Maybe to you this particular fear are of the above but to the OP they aren't.

The OP as good as admits they are.

That doesn't stop the fears existing but she recognises they are, logically, unfounded.

SoupDragon · 04/09/2013 17:29

OP, you can try to ask for a female - I suspect they are rare though. As others have said, in the short term can you arrange for someone to be with you and, as a longer term solution, can you consider some kind of they? It would make your life easier :)

Oblomov · 04/09/2013 17:33

I'm sorry you seem to be picking on me Everlong.
But the majority of this thread has said that Op's fears are totally irrational.

I haven't said anything, that others aren't saying.
I have no idea why you are picking on ME,
but

usualsuspect: irrational
lazeyjaney: unreasonable

Nearly everyone agrees that these fears are not normal and that she needs counselling and support.

But YOU, for some unknown reason, have an issue with this.

I am at a loss to understand why you are focusing on me.

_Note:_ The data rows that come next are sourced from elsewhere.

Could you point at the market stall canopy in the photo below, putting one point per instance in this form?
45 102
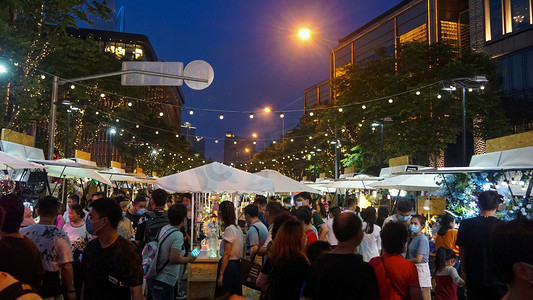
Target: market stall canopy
284 184
12 162
215 178
409 182
70 169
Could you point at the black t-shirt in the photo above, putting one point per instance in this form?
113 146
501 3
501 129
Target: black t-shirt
21 259
341 276
474 236
286 281
133 218
109 273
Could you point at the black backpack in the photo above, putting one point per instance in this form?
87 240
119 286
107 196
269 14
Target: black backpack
154 225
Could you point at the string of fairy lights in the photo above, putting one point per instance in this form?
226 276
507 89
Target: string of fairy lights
128 100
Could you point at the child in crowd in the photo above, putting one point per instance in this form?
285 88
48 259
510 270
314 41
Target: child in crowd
446 277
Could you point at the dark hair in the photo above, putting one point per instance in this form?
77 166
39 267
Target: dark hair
227 213
335 211
140 198
48 206
349 202
251 210
304 195
445 224
280 219
74 198
488 200
369 216
159 197
78 209
274 208
443 254
176 214
346 226
317 249
261 200
14 213
510 243
393 237
108 208
404 206
303 214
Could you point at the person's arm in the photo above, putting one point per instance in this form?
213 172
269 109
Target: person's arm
67 275
136 292
225 260
263 281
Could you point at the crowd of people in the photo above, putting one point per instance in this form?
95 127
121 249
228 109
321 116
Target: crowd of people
310 251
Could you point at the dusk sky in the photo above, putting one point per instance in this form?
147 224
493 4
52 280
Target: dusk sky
257 58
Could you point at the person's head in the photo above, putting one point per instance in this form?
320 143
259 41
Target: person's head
443 258
75 213
272 210
303 214
159 198
105 214
488 201
303 199
260 202
347 228
418 222
350 203
288 243
404 210
317 249
393 237
14 210
446 222
226 213
47 206
334 211
251 212
139 204
73 199
511 244
97 195
176 214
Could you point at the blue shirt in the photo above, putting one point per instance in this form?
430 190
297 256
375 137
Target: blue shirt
419 245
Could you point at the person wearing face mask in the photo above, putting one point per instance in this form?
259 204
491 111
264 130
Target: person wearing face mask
111 265
136 210
403 213
418 253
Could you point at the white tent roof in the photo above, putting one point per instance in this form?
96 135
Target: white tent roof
215 178
409 182
70 169
284 184
10 161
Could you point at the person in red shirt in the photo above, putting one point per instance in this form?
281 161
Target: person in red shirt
397 277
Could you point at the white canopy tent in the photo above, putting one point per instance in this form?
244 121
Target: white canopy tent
284 184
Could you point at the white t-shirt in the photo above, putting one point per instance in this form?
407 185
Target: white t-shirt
233 234
371 243
331 235
53 244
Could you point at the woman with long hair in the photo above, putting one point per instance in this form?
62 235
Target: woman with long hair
286 267
446 277
229 266
370 246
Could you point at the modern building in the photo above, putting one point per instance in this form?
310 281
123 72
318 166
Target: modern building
237 149
504 30
189 133
420 20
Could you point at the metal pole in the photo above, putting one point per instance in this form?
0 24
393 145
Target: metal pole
52 125
464 128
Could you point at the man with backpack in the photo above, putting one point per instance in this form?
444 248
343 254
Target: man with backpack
151 222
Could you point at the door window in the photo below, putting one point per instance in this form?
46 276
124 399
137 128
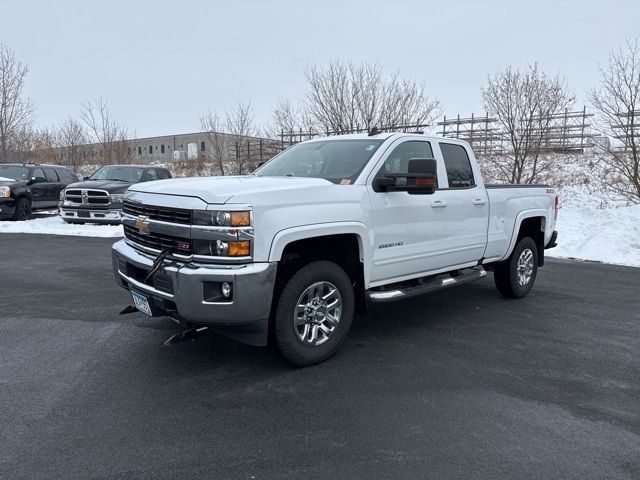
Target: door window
458 166
38 172
51 175
398 159
151 175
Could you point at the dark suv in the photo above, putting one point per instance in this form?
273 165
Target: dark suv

On no. Now I get it. You focused on LaGuardia and SilverApples, now it's my turn.

Please just leave me alone.

CHJR · 04/09/2013 17:36

I don't like it either, when it's just me or me and DC.
I keep reminding myself the appointment is scheduled so this is a person who is expected and traceable, not someone random off the street. You can try asking when you book if any women are available but I'd bet with internet stuff there often won't be; but at least where I live there are enough Muslim immigrants no one should be surprised by the request. You can try having a friend round if the visit's scheduled better than the usual "sometime between 6 a.m. and midnight," or Footface's idea of a call-in later is clever. But I don't think being a bit nervous is that unusual, because it is sort of weird, when else would you have a strange man in your house?